Workflow: Dividing a dataset using the Partition block

Ian Balanzá-Davis
Ian Balanzá-Davis
Altair Employee
edited October 2022 in Altair RapidMiner

The Partition block enables you to split up a dataset variable into multiple parts. For example, if you are training a model, you can use this block to split up a dataset into training and testing datasets.

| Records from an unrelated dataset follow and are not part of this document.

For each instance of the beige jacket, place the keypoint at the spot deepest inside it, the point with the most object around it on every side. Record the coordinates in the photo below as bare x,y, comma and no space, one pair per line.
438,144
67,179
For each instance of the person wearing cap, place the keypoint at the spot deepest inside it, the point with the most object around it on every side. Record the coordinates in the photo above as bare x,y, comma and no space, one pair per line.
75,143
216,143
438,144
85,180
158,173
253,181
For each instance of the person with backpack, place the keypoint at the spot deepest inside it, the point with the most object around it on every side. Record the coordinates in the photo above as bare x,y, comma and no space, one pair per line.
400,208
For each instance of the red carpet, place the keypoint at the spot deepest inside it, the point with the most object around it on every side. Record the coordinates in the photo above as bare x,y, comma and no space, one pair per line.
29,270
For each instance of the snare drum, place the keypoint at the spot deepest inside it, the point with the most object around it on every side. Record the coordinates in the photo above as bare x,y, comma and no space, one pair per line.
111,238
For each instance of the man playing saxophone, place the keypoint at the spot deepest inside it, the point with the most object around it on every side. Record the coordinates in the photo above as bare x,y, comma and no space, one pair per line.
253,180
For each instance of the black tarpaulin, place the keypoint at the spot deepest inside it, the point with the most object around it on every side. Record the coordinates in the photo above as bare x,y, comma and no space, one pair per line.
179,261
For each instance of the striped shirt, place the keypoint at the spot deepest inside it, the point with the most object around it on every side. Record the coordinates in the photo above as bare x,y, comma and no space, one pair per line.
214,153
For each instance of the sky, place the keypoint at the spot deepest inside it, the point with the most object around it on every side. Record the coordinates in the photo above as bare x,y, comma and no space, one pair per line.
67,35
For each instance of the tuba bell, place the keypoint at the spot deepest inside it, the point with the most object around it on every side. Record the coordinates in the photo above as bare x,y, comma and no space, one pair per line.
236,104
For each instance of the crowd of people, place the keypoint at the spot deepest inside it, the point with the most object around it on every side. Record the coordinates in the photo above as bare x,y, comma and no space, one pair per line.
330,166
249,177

The following demonstrates how to use the Partition block to split the input dataset IRIS.csv into three equal parts:

  1. Import the IRIS.csv dataset onto a Workflow canvas using the Text File Import block.
  2. Expand the Data Preparation group in the Workflow palette, then click and drag a Partition block onto the Workflow canvas.
  3. Click the Output port of the IRIS dataset block and drag a connection towards the Input port of the Partition block.
  4. Double-click the Partition block to display the Configure Partition dialog box.
  5. In the Configure Partition dialog box:
    1. Click Add Partition to create a third partition from the input dataset.
  6. Click OK to save the configuration and close the Configure Partition dialog box.

A green execution status is displayed in the Output port of the Partition block and the new Partition1, Partition2 and Partition3 datasets. The Partition block output datasets contain one third of the input IRIS dataset, split into three equal parts.